Pointing to Canada’s nickel industry as an example of the competing priorities, Marshall said the supply chain has the second-lowest carbon footprint in the world. But while the smelting and refining steps run on clean power, Canadian mines, being off the power grid, rely on diesel fuel. For the industry to reach its potential, officials need to build this dichotomy into the regulatory approval process, Marshall said.
MORE MINES NEEDED
The opportunity for mining expansion is considerable as EVs supercharge demand. For Canada to maintain its place in the global nickel pecking order, it will need to double its production capabilities, Marshall said. This translates into bringing online seven more nickel mines, a pair of smelters and on refinery.
Expanding the country’s market share would require even more development.
“Whether we get there or not is really contingent on how attractive our investments and how functional our regulatory environment is,” Marshall said.
The Canadian opportunities in cobalt, lithium and graphite are similar, though the country’s mining industry has less history with each. Still, Frith said, Canada’s active mines give it a “little bit of a head start” on building a battery supply chain, trimming what would have been a 10-year process to four to six years.
“You have the part of the supply chain with the longest lead time already operating,” he said. “You just now need to focus on the refinery production, component supply and cell manufacturing.”
MAKING REFINEMENTS
One Canadian company aiming to step into the midstream is Electra Battery Materials Corp. Recently rebranded from First Cobalt Corp., the Toronto-based company is currently recommissioning a cobalt refinery in aptly named Cobalt, Ont., 500 kilometres north of Toronto.
Electra Battery’s longer-term plans include construction of an integrated battery materials park capable of processing nickel, cobalt and other key ingredients.
Ontario’s clean-power grid and the company’s proximity to the automotive heartlands of Canada and the United States give Electra an advantage, said company President Trent Mell.
“If you look at the carbon footprint of a domestic supply chain, you’re going to far exceed anything coming out of Korea [and] Japan, which is the preferred market right now for the big American [automakers],” Mell said.

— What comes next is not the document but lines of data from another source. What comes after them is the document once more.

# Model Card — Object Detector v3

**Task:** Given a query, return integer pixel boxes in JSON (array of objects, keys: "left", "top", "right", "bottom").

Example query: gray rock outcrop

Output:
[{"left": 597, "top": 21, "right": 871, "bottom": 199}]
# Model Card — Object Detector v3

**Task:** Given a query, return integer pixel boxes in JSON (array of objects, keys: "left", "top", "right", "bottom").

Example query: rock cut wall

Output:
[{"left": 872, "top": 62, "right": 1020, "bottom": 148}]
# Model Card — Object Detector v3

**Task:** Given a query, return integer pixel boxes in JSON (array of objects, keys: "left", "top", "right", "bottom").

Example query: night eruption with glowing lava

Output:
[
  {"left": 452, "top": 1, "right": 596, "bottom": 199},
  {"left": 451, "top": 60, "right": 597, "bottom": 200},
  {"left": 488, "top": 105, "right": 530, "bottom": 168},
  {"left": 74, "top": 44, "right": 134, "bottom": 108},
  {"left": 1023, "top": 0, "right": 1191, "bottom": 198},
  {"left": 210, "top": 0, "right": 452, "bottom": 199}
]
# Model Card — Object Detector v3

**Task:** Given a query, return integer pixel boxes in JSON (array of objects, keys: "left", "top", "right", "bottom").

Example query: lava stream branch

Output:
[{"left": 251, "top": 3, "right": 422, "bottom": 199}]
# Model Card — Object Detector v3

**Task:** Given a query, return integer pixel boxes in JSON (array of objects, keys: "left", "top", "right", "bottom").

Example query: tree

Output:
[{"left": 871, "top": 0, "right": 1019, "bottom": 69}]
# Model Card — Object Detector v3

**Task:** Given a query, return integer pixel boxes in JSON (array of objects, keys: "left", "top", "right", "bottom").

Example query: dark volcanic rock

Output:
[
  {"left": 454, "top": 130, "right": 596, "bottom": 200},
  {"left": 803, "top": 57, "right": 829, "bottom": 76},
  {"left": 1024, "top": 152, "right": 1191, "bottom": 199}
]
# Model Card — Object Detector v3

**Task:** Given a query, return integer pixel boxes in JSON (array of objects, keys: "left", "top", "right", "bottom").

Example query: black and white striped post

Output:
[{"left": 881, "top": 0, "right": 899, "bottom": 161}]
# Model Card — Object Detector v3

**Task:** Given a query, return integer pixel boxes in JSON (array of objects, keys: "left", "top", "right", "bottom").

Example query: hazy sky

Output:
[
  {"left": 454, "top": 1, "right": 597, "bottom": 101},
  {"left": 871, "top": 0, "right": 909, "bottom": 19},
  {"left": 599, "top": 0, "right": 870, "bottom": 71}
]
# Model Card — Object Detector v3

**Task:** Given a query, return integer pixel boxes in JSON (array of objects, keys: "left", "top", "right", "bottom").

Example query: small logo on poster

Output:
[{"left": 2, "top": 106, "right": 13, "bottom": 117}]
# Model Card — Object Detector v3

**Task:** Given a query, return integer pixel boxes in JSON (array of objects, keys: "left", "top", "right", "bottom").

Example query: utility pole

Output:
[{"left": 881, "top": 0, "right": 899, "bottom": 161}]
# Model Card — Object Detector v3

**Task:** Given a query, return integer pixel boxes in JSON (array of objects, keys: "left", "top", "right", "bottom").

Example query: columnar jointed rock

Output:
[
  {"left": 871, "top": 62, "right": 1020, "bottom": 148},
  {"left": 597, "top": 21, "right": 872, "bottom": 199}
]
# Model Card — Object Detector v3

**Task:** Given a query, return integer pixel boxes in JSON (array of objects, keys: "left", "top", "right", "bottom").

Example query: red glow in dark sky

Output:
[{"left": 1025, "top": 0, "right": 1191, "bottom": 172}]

One risk for Canada, Frith said, is stumbling along the same route as Australia and fulfilling only the resource part of the equation. “They’ve really been China’s mine over the last decade when it comes to lithium battery materials,” he said. Recent auto-supply-chain problems and government policies have refocused the United States on building domestic battery production. This means Canada will have a ready market for its raw materials. But to prevent all the higher value manufacturing from going south of the border, Canada must build out its own processing capabilities.
BRINGING IT ALL TOGETHER
Likewise, Canada needs to address the specifics of a homegrown battery industry, said Matthew Fortier, president of newly formed EV-supply-chain alliance Accelerate.
“That coherency and that purposefulness have not been there yet, whereas other jurisdictions have been purposeful — you know, you look at Europe, you look at Asia.”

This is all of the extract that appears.